Tepat malam itu, aku menemukan username Twittermu. Satu username yang begitu mudah untuk disebut. “Twit-twitnya seru kayaknya…” pikirku. Tanpa ragu aku meng-click tab ‘follow’ yang ada di layar handphoneku.
Tak pernah ada interaksi di antara kita, aku hanya membaca twit-twitmu dan tak berniat melakukan apa-apa. Hingga di satu malam berikutnya, kamu bertanya “Ada yang belum punya pin BB-ku gak?”. Iseng, ku-reply “Gue!”. Aha! Beberapa menit berikutnya pun ada satu DM, dan itu darimu. Serangkai pin BB yang segera ku-add waktu itu juga.

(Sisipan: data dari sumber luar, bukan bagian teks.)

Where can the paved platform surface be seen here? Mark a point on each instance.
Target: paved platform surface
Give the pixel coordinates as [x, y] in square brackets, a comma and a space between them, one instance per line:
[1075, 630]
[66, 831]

Aneh. Kita tak berbicara sedikit pun. Tak ada apa-apa, tak ada interaksi, sekalipun aku telah melihat namamu tertera di daftar contact BBM-ku. Hingga di satu malam lainnya lagi, aku mengirim satu BM yang isinya mempromosikan salah satu teman perempuanku yang baru saja jomblo. Niatnya hanya bercanda―dan ternyata kau membalas BM-ku, “Aku twit ya?” tanyamu.
“Terserah, kak..” Jawabku.
Kita pun berkenalan, berbincang cukup lama, aku bercerita banyak dan kamu pun banyak memberikanku saran-saran yang masih kuingat hingga detik ini.
Kamu smart, dan aku suka itu. Aku mulai sering mencoba mencuri-curi perhatianmu. Kadang berhasil, namun kadang kamu tak peduli. Aku sering bercerita kepadamu. Ah, sungguh menyenangkan. Aku dapat melihat sejauh mana kamu mampu menafsirkan hal-hal yang ada di sekelilingmu. Kamu punya satu sudut pandang yang tak dimiliki orang lain, dan aku jatuh cinta dengan caramu memandang setiap hal-hal yang kamu temui.
Waktu terus berlalu, hingga kita semakin kerap berinteraksi. Tak ada apa-apa sebenarnya. Aku hanya senang berinteraksi denganmu, aku senang membagi cerita denganmu. Semacam―kamu diciptakan untuk mengerti setiap hal-hal yang sebenarnya sulit untuk aku jelaskan. Entah apa ini namanya, aku pun tak tahu. Kamu tahu apa yang aku mau dan tak mau. Kamu tahu apa yang aku suka dan tak suka. Kamu tahu apa yang aku pikirkan dan apa yang tidak sedang aku pikirkan.
Pertama kali kita bertemu, aku masih ingat satu kalimatmu, “Kamu senyumnya bagus ya!”. Aku senang luar biasa. Akhirnya ada orang yang benar-benar menghargai eye-smile-ku. Akhirnya ada orang yang benar-benar memperhatikannya dan mengatakannya langsung di hadapanku. Karena kamu, aku bangga dengan eye-smile-ku. Karena kamu, aku semakin ingin menjadi seorang Tiffany Hwang.
Kenapa? Surat aku apeu banget ya? Emang! Otak aku udah gak konsen nulis lagi nih. Segini dulu ya surat dari aku. Daaaa!